Within the Thermogenesis pathway, uqcr11 encodes a component of the ubiquinol-cytochrome c reductase complex; atp5mc3, atp5mf, and atp5pf encode mitochondrial ATP synthase subunits; cox5b and cox7c encode cytochrome c oxidase subunits; and ndufb5 encodes an NADH dehydrogenase.37 Uqcrq, uqcr11, atpP5mc3, and cox5b also function in oxidative phosphorylation. Upregulation of these genes indicates enhanced oxidative phosphorylation to meet elevated energy demands during oxygen competition under density stress.36,37
Conclusion
The current study reveals that the density stress triggers coordinated activation of pathways governing protein synthesis (ribosomal biogenesis), cellular development (erythropoiesis), oxygen transport capacity, and metabolic adaptation (oxidative phosphorylation) in T. septentrionalis gills.
Acknowledgments
We thank Prof. Siqing Chen and Dr. Li Bian at Yellow Sea Fisheries Research Institute, CAFS for providing the whole genome sequence of T. septentrionalis.
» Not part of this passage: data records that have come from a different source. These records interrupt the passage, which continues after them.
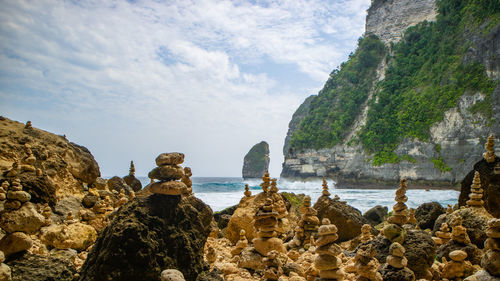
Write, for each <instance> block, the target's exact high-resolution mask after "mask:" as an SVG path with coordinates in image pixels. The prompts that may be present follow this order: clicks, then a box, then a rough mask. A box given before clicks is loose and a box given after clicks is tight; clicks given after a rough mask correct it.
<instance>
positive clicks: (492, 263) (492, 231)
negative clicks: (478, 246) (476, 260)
mask: <svg viewBox="0 0 500 281" xmlns="http://www.w3.org/2000/svg"><path fill="white" fill-rule="evenodd" d="M486 235H487V236H488V239H486V241H485V242H484V248H485V249H486V253H485V255H484V256H483V258H482V260H481V266H482V267H483V268H484V269H485V270H486V271H488V273H489V274H490V275H492V276H495V277H497V278H500V219H491V220H490V221H489V222H488V227H487V228H486Z"/></svg>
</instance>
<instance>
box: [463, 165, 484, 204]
mask: <svg viewBox="0 0 500 281" xmlns="http://www.w3.org/2000/svg"><path fill="white" fill-rule="evenodd" d="M470 191H471V192H470V194H469V200H467V202H466V204H467V206H468V207H472V208H482V207H483V205H484V201H483V200H482V198H483V189H482V188H481V178H480V176H479V172H478V171H476V172H475V173H474V180H473V181H472V185H471V187H470Z"/></svg>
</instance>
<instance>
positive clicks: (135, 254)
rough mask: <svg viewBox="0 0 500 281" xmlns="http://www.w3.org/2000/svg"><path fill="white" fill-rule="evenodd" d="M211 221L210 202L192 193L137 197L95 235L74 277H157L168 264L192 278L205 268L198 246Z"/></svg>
mask: <svg viewBox="0 0 500 281" xmlns="http://www.w3.org/2000/svg"><path fill="white" fill-rule="evenodd" d="M211 221H212V210H211V209H210V207H208V206H207V205H206V204H205V203H203V202H202V201H201V200H200V199H198V198H196V197H194V196H190V197H184V198H182V199H181V197H180V196H167V195H160V194H153V195H151V196H147V197H137V198H135V199H134V201H132V202H131V203H128V204H127V205H125V206H123V207H122V208H120V209H119V210H118V213H117V214H116V217H115V218H114V219H113V220H112V221H111V223H110V224H109V225H108V226H107V227H106V228H105V229H104V230H103V231H102V233H101V234H100V235H99V237H98V238H97V241H96V243H95V244H94V246H93V247H92V250H91V251H90V253H89V255H88V258H87V260H86V261H85V264H84V265H83V267H82V270H81V272H80V275H81V279H80V280H81V281H84V280H85V281H87V280H88V281H90V280H93V281H94V280H95V281H99V280H103V281H104V280H115V281H116V280H138V281H140V280H144V281H146V280H148V281H149V280H160V273H161V271H162V270H164V269H168V268H175V269H178V270H180V271H181V272H182V273H183V274H184V277H185V278H186V280H196V277H197V276H198V274H200V273H201V272H202V271H205V270H207V269H208V266H207V265H206V263H205V262H204V261H203V247H204V245H205V241H206V239H207V237H208V234H209V233H210V222H211Z"/></svg>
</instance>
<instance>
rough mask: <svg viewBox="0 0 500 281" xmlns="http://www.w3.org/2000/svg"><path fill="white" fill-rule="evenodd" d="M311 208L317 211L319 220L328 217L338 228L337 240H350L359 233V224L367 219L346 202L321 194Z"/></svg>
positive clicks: (339, 241)
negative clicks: (321, 195) (348, 204)
mask: <svg viewBox="0 0 500 281" xmlns="http://www.w3.org/2000/svg"><path fill="white" fill-rule="evenodd" d="M313 208H314V209H315V210H316V211H318V218H319V220H320V221H321V220H323V219H324V218H328V219H329V220H330V221H331V223H333V224H335V225H336V226H337V228H338V232H337V234H338V235H339V239H338V240H337V241H338V242H344V241H347V240H351V239H353V238H354V237H356V236H358V235H359V234H361V226H363V224H366V223H368V221H367V220H366V219H365V218H364V217H363V216H361V212H360V211H359V210H358V209H356V208H354V207H352V206H349V205H347V204H346V203H343V202H340V201H337V200H334V199H332V198H330V197H328V196H321V197H320V198H318V201H317V202H316V203H315V204H314V206H313Z"/></svg>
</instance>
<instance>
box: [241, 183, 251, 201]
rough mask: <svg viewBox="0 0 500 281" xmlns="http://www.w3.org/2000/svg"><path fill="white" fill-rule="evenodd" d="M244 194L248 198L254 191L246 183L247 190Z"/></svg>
mask: <svg viewBox="0 0 500 281" xmlns="http://www.w3.org/2000/svg"><path fill="white" fill-rule="evenodd" d="M243 195H245V197H246V198H248V197H250V196H252V192H251V191H250V188H249V187H248V184H245V192H243Z"/></svg>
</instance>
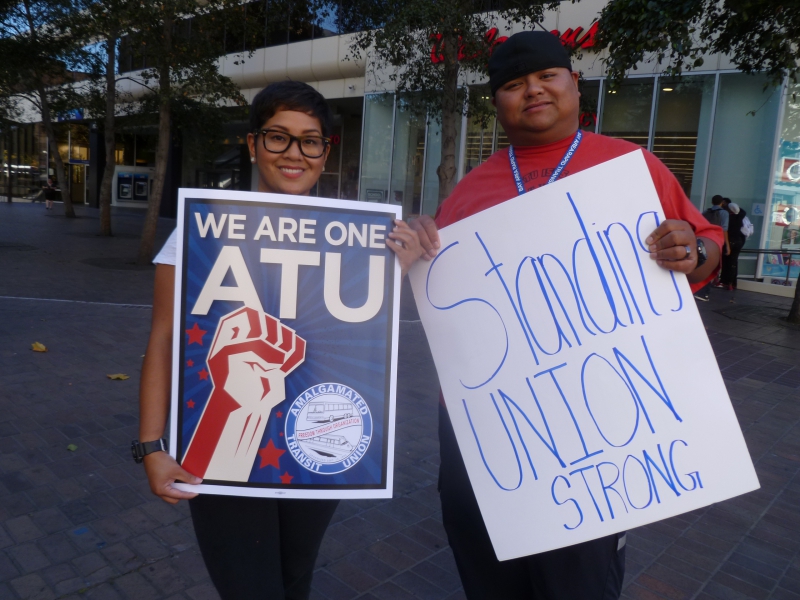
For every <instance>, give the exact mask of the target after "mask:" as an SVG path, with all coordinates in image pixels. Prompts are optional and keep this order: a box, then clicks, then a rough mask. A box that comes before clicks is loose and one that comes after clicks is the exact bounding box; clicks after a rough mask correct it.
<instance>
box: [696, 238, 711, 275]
mask: <svg viewBox="0 0 800 600" xmlns="http://www.w3.org/2000/svg"><path fill="white" fill-rule="evenodd" d="M707 258H708V252H706V245H705V243H704V242H703V240H702V239H700V238H697V266H696V267H695V269H699V268H700V267H702V266H703V263H704V262H706V259H707Z"/></svg>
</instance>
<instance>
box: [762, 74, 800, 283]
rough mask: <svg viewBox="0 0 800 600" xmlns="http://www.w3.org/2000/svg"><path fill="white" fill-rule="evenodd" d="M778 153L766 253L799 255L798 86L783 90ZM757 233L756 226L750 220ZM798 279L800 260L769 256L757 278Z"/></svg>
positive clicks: (767, 234) (799, 234)
mask: <svg viewBox="0 0 800 600" xmlns="http://www.w3.org/2000/svg"><path fill="white" fill-rule="evenodd" d="M785 102H786V105H785V109H784V114H783V121H782V123H781V129H780V138H779V140H778V152H777V154H776V155H775V169H774V171H773V177H774V182H773V189H772V198H771V199H770V200H771V201H770V202H769V204H768V210H767V211H766V212H767V215H766V216H767V217H768V219H769V225H768V226H767V239H766V244H765V247H766V248H768V249H770V250H793V251H800V84H797V83H795V84H792V85H789V87H788V88H787V94H786V99H785ZM751 220H752V221H753V224H754V225H755V226H756V232H758V231H759V227H758V224H757V223H756V221H755V220H753V219H752V217H751ZM787 266H788V267H789V268H790V269H791V270H790V273H789V277H797V276H798V275H800V256H789V255H784V256H781V255H770V256H768V257H765V258H764V261H763V264H762V267H761V274H762V275H763V276H764V277H765V279H766V278H768V279H767V280H768V281H773V280H775V281H773V282H774V283H777V281H781V280H785V278H786V269H787Z"/></svg>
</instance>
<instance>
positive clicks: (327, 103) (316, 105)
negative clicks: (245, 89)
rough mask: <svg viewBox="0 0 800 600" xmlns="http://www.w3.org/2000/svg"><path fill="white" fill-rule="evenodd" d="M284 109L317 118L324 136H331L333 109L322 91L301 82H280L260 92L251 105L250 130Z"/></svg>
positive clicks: (252, 129)
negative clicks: (293, 111) (312, 87)
mask: <svg viewBox="0 0 800 600" xmlns="http://www.w3.org/2000/svg"><path fill="white" fill-rule="evenodd" d="M282 110H296V111H298V112H304V113H306V114H307V115H311V116H312V117H316V118H317V119H319V124H320V127H321V128H322V135H323V136H324V137H330V135H331V130H332V129H333V115H332V114H331V109H330V107H329V106H328V103H327V102H326V101H325V98H324V97H323V96H322V94H320V93H319V92H318V91H317V90H315V89H314V88H312V87H311V86H310V85H308V84H307V83H303V82H302V81H279V82H276V83H271V84H269V85H268V86H267V87H265V88H264V89H263V90H261V91H260V92H258V94H257V95H256V97H255V98H253V104H252V105H251V106H250V131H251V132H252V131H256V130H257V129H261V127H263V126H264V123H266V122H267V121H269V120H270V119H271V118H272V117H274V116H275V114H276V113H278V112H280V111H282Z"/></svg>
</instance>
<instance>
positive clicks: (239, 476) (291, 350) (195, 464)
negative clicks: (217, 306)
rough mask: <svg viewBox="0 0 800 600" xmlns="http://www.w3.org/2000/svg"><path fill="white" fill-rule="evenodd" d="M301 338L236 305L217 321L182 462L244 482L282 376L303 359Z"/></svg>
mask: <svg viewBox="0 0 800 600" xmlns="http://www.w3.org/2000/svg"><path fill="white" fill-rule="evenodd" d="M305 353H306V342H305V340H304V339H303V338H301V337H299V336H298V335H297V334H296V333H295V332H294V331H293V330H291V329H289V328H288V327H286V326H285V325H283V324H282V323H281V322H280V321H278V319H276V318H275V317H273V316H271V315H268V314H266V313H263V312H261V311H260V310H256V309H253V308H247V307H245V308H241V309H239V310H236V311H233V312H232V313H228V314H227V315H225V316H224V317H222V318H221V319H220V320H219V326H218V327H217V333H216V335H215V336H214V341H213V342H212V343H211V350H210V351H209V353H208V360H207V362H208V370H209V371H210V373H211V379H212V383H213V384H214V389H213V390H212V392H211V397H210V398H209V400H208V403H207V404H206V407H205V409H204V410H203V414H202V415H201V416H200V422H199V423H198V425H197V429H196V430H195V432H194V435H193V436H192V439H191V441H190V442H189V447H188V448H187V450H186V455H185V456H184V459H183V463H182V466H183V468H184V469H186V470H187V471H189V472H190V473H192V474H193V475H197V476H198V477H203V478H204V479H217V480H224V481H247V479H248V477H249V476H250V471H251V469H252V467H253V462H254V461H255V458H256V453H257V452H258V447H259V445H260V443H261V436H262V435H264V429H265V428H266V426H267V420H268V419H269V413H270V412H271V411H272V408H273V407H274V406H275V405H277V404H278V403H280V402H282V401H283V400H284V399H285V398H286V390H285V387H284V379H285V378H286V376H287V375H288V374H289V373H291V372H292V371H293V370H294V369H295V368H297V366H298V365H300V363H302V362H303V360H304V359H305Z"/></svg>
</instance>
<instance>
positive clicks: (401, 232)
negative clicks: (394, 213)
mask: <svg viewBox="0 0 800 600" xmlns="http://www.w3.org/2000/svg"><path fill="white" fill-rule="evenodd" d="M388 238H389V239H387V240H386V245H387V246H388V247H389V249H390V250H391V251H392V252H394V253H395V254H396V255H397V258H398V260H399V261H400V269H401V271H402V273H403V275H404V276H405V274H406V273H408V270H409V269H410V268H411V265H413V264H414V263H415V262H416V261H417V259H419V257H421V256H422V255H423V254H424V253H425V250H424V249H423V248H422V246H421V245H420V243H419V236H418V235H417V232H416V231H414V230H413V229H411V227H409V226H408V223H406V222H405V221H401V220H400V219H395V221H394V229H393V230H392V232H391V233H390V234H389V235H388Z"/></svg>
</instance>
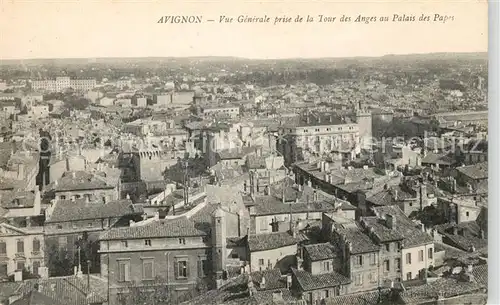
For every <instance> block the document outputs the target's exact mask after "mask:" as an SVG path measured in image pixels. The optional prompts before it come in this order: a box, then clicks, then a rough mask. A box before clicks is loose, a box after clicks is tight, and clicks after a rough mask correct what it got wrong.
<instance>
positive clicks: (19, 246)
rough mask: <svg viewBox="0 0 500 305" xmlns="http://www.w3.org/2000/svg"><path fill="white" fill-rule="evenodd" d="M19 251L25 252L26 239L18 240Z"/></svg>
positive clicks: (18, 247) (18, 249) (17, 252)
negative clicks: (23, 239) (24, 244)
mask: <svg viewBox="0 0 500 305" xmlns="http://www.w3.org/2000/svg"><path fill="white" fill-rule="evenodd" d="M17 253H24V241H22V240H18V241H17Z"/></svg>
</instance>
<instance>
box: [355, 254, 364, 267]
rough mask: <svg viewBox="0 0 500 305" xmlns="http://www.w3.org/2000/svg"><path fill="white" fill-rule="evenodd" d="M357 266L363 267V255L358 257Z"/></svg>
mask: <svg viewBox="0 0 500 305" xmlns="http://www.w3.org/2000/svg"><path fill="white" fill-rule="evenodd" d="M356 265H358V266H363V255H358V256H356Z"/></svg>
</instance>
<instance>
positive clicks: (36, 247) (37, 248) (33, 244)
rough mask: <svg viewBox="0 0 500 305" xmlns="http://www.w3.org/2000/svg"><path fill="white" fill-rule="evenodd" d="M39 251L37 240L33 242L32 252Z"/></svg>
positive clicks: (35, 240)
mask: <svg viewBox="0 0 500 305" xmlns="http://www.w3.org/2000/svg"><path fill="white" fill-rule="evenodd" d="M39 251H40V241H39V240H38V239H35V240H33V252H39Z"/></svg>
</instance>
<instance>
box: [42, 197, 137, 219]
mask: <svg viewBox="0 0 500 305" xmlns="http://www.w3.org/2000/svg"><path fill="white" fill-rule="evenodd" d="M134 214H137V215H142V214H143V209H142V207H141V206H138V205H133V204H132V201H131V200H127V199H125V200H118V201H112V202H109V203H98V202H85V200H75V201H70V200H61V201H58V202H57V203H56V206H55V207H54V210H53V212H52V214H51V215H50V218H49V219H48V220H47V221H46V222H47V223H54V222H67V221H75V220H86V219H105V218H117V217H123V216H126V215H134Z"/></svg>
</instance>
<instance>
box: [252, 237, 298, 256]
mask: <svg viewBox="0 0 500 305" xmlns="http://www.w3.org/2000/svg"><path fill="white" fill-rule="evenodd" d="M298 242H300V239H299V238H298V237H293V236H292V235H290V234H289V233H288V232H277V233H269V234H258V235H250V236H249V237H248V247H249V249H250V252H257V251H266V250H272V249H278V248H282V247H286V246H291V245H296V244H297V243H298Z"/></svg>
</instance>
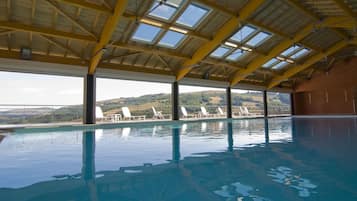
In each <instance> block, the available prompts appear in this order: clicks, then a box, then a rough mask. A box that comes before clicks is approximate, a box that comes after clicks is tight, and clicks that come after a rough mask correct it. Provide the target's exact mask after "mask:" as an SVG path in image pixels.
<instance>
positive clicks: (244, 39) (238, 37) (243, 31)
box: [230, 25, 256, 42]
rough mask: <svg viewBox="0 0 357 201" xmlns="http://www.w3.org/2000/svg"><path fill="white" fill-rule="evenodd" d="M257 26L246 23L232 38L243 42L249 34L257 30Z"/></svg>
mask: <svg viewBox="0 0 357 201" xmlns="http://www.w3.org/2000/svg"><path fill="white" fill-rule="evenodd" d="M255 30H256V29H255V28H253V27H251V26H248V25H245V26H243V27H242V28H241V29H240V30H239V31H238V32H237V33H235V34H234V35H233V36H232V37H231V38H230V40H233V41H236V42H242V41H244V40H245V39H246V38H247V37H248V36H250V35H251V34H253V32H255Z"/></svg>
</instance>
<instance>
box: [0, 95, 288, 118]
mask: <svg viewBox="0 0 357 201" xmlns="http://www.w3.org/2000/svg"><path fill="white" fill-rule="evenodd" d="M170 99H171V95H170V94H152V95H144V96H140V97H130V98H117V99H110V100H105V101H99V102H97V105H98V106H100V107H101V108H102V110H103V112H104V114H105V115H110V114H116V113H121V109H120V108H121V107H124V106H127V107H129V108H130V110H131V113H132V115H146V116H147V117H148V118H150V117H152V115H153V113H152V109H151V107H152V106H154V107H155V108H156V109H157V110H159V111H162V112H163V113H164V114H169V113H170V112H171V105H170V103H171V100H170ZM269 103H270V105H275V106H278V107H279V106H285V107H286V106H287V105H288V104H289V99H288V98H287V97H286V96H283V95H281V94H274V95H273V96H269ZM180 104H181V105H183V106H185V107H186V109H187V111H188V112H189V113H191V112H198V111H199V108H200V106H201V105H204V106H205V107H206V108H207V110H208V111H209V112H212V113H215V110H216V108H217V107H218V106H221V107H224V106H225V104H226V93H225V92H224V91H203V92H190V93H182V94H180ZM232 104H233V105H234V106H248V107H250V108H254V109H255V110H263V101H262V96H261V93H255V92H249V93H244V94H238V93H232ZM82 110H83V108H82V106H81V105H74V106H68V107H62V108H59V109H53V108H35V109H21V110H20V109H16V110H15V109H14V110H7V111H0V124H26V123H53V122H71V121H81V118H82Z"/></svg>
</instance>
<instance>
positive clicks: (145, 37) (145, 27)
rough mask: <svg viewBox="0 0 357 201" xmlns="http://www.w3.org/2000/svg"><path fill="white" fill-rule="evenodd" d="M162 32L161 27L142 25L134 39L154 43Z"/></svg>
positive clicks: (136, 32) (145, 24)
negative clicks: (155, 39) (157, 37)
mask: <svg viewBox="0 0 357 201" xmlns="http://www.w3.org/2000/svg"><path fill="white" fill-rule="evenodd" d="M160 31H161V28H159V27H156V26H152V25H148V24H144V23H141V24H140V25H139V27H138V28H137V29H136V31H135V33H134V35H133V37H132V39H133V40H139V41H143V42H147V43H152V42H153V41H154V39H155V38H156V37H157V35H158V34H159V33H160Z"/></svg>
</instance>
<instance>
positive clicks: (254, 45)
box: [247, 32, 271, 47]
mask: <svg viewBox="0 0 357 201" xmlns="http://www.w3.org/2000/svg"><path fill="white" fill-rule="evenodd" d="M270 36H271V34H269V33H266V32H259V33H258V34H257V35H255V36H254V37H253V38H251V39H250V40H249V41H248V42H247V45H250V46H252V47H256V46H258V45H259V44H261V43H262V42H263V41H265V40H267V39H268V38H269V37H270Z"/></svg>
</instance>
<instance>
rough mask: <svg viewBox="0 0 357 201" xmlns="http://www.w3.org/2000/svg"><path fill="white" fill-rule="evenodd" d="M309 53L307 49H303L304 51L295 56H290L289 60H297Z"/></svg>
mask: <svg viewBox="0 0 357 201" xmlns="http://www.w3.org/2000/svg"><path fill="white" fill-rule="evenodd" d="M309 52H310V50H309V49H306V48H304V49H302V50H300V51H298V52H296V53H295V54H293V55H291V58H293V59H298V58H300V57H302V56H304V55H307V54H308V53H309Z"/></svg>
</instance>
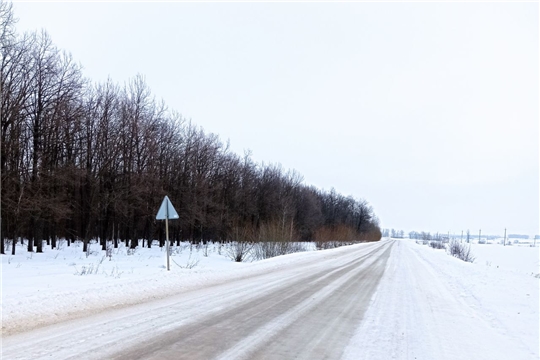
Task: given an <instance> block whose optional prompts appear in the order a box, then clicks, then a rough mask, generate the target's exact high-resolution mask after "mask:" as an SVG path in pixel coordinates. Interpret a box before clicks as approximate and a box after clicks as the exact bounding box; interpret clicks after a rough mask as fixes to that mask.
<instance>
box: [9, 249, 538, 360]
mask: <svg viewBox="0 0 540 360" xmlns="http://www.w3.org/2000/svg"><path fill="white" fill-rule="evenodd" d="M148 251H159V249H154V250H148ZM186 251H187V250H186ZM477 251H478V252H479V253H481V251H484V255H483V256H484V259H485V260H483V261H478V262H475V263H474V264H471V263H466V262H463V261H461V260H458V259H456V258H453V257H452V256H449V255H448V254H447V253H446V252H445V251H444V250H434V249H431V248H429V247H428V246H425V245H420V244H416V243H415V242H414V241H410V240H391V239H384V240H381V241H380V242H377V243H364V244H358V245H353V246H347V247H341V248H338V249H332V250H326V251H308V252H304V253H296V254H290V255H286V256H280V257H276V258H272V259H267V260H264V261H259V262H253V263H242V264H237V263H232V262H230V261H229V262H227V263H226V264H224V265H227V266H228V270H227V269H223V270H222V271H220V270H216V268H213V269H212V268H208V269H201V270H200V272H195V271H191V270H186V269H179V268H175V269H174V271H170V272H166V271H165V270H164V269H161V268H159V267H154V268H148V267H147V265H146V264H145V262H144V261H146V260H147V259H149V258H150V260H152V259H153V258H152V257H150V256H148V254H149V253H148V252H146V253H145V252H144V251H143V250H141V253H140V256H139V257H137V258H134V257H133V256H132V257H131V258H129V257H128V259H131V261H132V262H133V263H140V264H141V267H140V268H139V269H149V270H150V271H151V272H150V273H147V274H146V275H145V274H144V273H142V274H132V275H130V276H126V278H125V279H123V278H120V279H118V278H111V277H106V276H105V277H104V276H103V275H91V276H86V277H82V276H77V275H74V274H67V275H62V274H63V273H65V268H66V267H67V266H66V265H65V263H66V262H67V263H70V262H71V261H72V260H70V259H69V258H67V260H64V265H63V266H59V265H57V262H58V259H57V257H58V258H61V256H56V255H55V253H54V252H53V251H50V252H49V253H48V254H42V255H41V257H42V261H41V260H40V261H41V262H39V263H36V262H35V261H36V260H38V259H37V258H34V259H32V257H31V256H28V255H26V254H24V253H23V254H21V255H19V258H14V259H13V260H12V261H11V265H10V264H9V262H8V261H7V260H5V259H4V260H5V262H4V264H3V269H2V270H3V275H2V276H3V281H4V283H3V287H2V290H3V294H2V301H3V303H2V310H3V313H2V316H3V318H2V329H3V331H4V336H3V338H2V341H3V344H2V356H3V359H55V360H57V359H58V360H60V359H77V360H78V359H225V360H229V359H230V360H235V359H262V358H264V359H293V358H295V359H323V358H325V359H343V360H361V359H366V360H386V359H402V360H408V359H411V360H412V359H441V360H453V359H475V360H484V359H485V360H508V359H520V360H529V359H530V360H538V359H539V353H540V351H539V339H540V334H539V332H540V326H539V320H540V319H539V308H538V304H539V290H540V288H539V282H540V274H538V271H539V270H540V268H539V264H540V259H539V255H540V254H539V251H538V248H529V247H527V248H508V247H502V246H500V247H497V246H495V245H492V246H491V247H490V246H488V245H483V247H482V248H477ZM498 252H502V254H503V255H504V257H503V258H501V259H502V260H504V261H503V262H500V261H499V260H497V257H493V254H496V253H498ZM64 253H65V252H64ZM61 254H63V253H61ZM68 254H69V253H68ZM77 254H78V252H77ZM490 254H491V255H490ZM185 255H186V256H187V254H185ZM36 256H37V255H36ZM47 256H48V258H47ZM77 256H79V255H77ZM115 256H117V258H119V257H120V255H115ZM214 256H215V254H214ZM66 257H67V255H66ZM512 257H513V258H514V260H513V261H510V260H511V258H512ZM96 258H98V259H99V256H97V257H96ZM203 259H208V258H203ZM218 259H219V258H218ZM75 260H76V259H75ZM113 260H114V259H113ZM85 261H88V260H86V258H85ZM492 261H493V262H494V263H493V264H492ZM511 263H516V264H520V265H523V266H510V265H511ZM48 264H49V265H50V266H51V269H50V271H51V272H50V274H56V273H57V274H58V275H54V276H51V275H47V276H44V275H39V276H37V277H36V279H39V282H37V281H35V279H33V278H32V277H30V275H33V274H35V273H36V272H37V271H43V272H45V271H46V267H47V265H48ZM59 264H61V262H60V263H59ZM120 264H122V263H120ZM124 264H125V263H124ZM495 264H497V265H495ZM499 264H500V267H499ZM505 264H506V265H505ZM527 264H529V265H527ZM31 265H32V266H33V267H31ZM525 265H526V266H525ZM121 266H122V268H123V269H125V268H126V266H127V265H121ZM24 269H26V271H27V273H21V271H22V270H24ZM519 269H523V270H519ZM525 269H527V271H525ZM52 271H56V272H55V273H53V272H52ZM137 271H138V270H136V271H135V273H136V272H137ZM156 271H158V272H156ZM25 274H28V276H24V275H25ZM17 276H18V277H17ZM70 279H71V280H70ZM73 280H76V281H77V283H74V282H73ZM85 281H86V282H85ZM62 282H66V285H65V286H62V284H61V283H62ZM21 284H22V285H24V286H22V285H21ZM39 284H41V285H39ZM38 285H39V286H38ZM77 285H80V286H77ZM66 289H70V291H66ZM152 297H155V298H156V299H157V298H159V299H160V300H152ZM29 304H33V306H29ZM134 304H135V305H134ZM110 307H113V309H110ZM107 308H109V309H107ZM53 322H57V324H56V325H48V326H45V325H46V324H52V323H53ZM36 327H37V328H36ZM33 328H34V330H31V329H33ZM8 333H11V334H14V335H10V336H6V335H7V334H8Z"/></svg>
This study is financially supported by Central Public-interest Scientific Institution Basal Research Fund, ECSFR, CAFS (No.2024TD07) and Science and Technology Commission of Shanghai Municipality (Shanghai Natural Science Foundation No. 19ZR1470100).
Authors’ Contribution
Conceptualization: Qiqun Cheng;
Data curation: Xiaochen Duan, Xin Chen, Qiqun Cheng;
Formal Analysis: Xiaochen Duan, Xin Chen, Qiqun Cheng;
Funding acquisition: Qiqun Cheng;
Investigation: Xiaochen Duan, Xin Chen, Qiqun Cheng, Wei Liu, Yanqing Wu, Di Peng, Sumaiye Mieradili;
Methodology: Xiaochen Duan, Xin Chen, Qiqun Cheng, Wei Liu;
Project administration: Qiqun Cheng;
Resources: Qiqun Cheng, Yanqing Wu;
Software: Xiaochen Duan, Xin Chen;
Supervision: Qiqun Cheng;
Validation: Xiaochen Duan, Xin Chen, Qiqun Cheng, Wei Liu, Yanqing Wu, Di Peng, Sumaiye Mieradili;
Visualization: Xiaochen Duan, Xin Chen, Qiqun Cheng;
Writing – original draft: Xiaochen Duan, Xin Chen;
Writing – review & editing: Qiqun Cheng, Xiaochen Duan, Xin Chen
Competing of Interest – COPE
No competing interests were disclosed.
Ethical Conduct Approval – IACUC
All animal experiments in this study were conducted in accordance with the relevant national and international guidelines. Our project was approved by Institutional Animal Care & Use Committee (IACUC) of East China Sea Fisheries Research Institute.
Informed Consent Statement
All authors and institutions have confirmed this manuscript for publication.
Data Availability Statement
All are available upon reasonable request.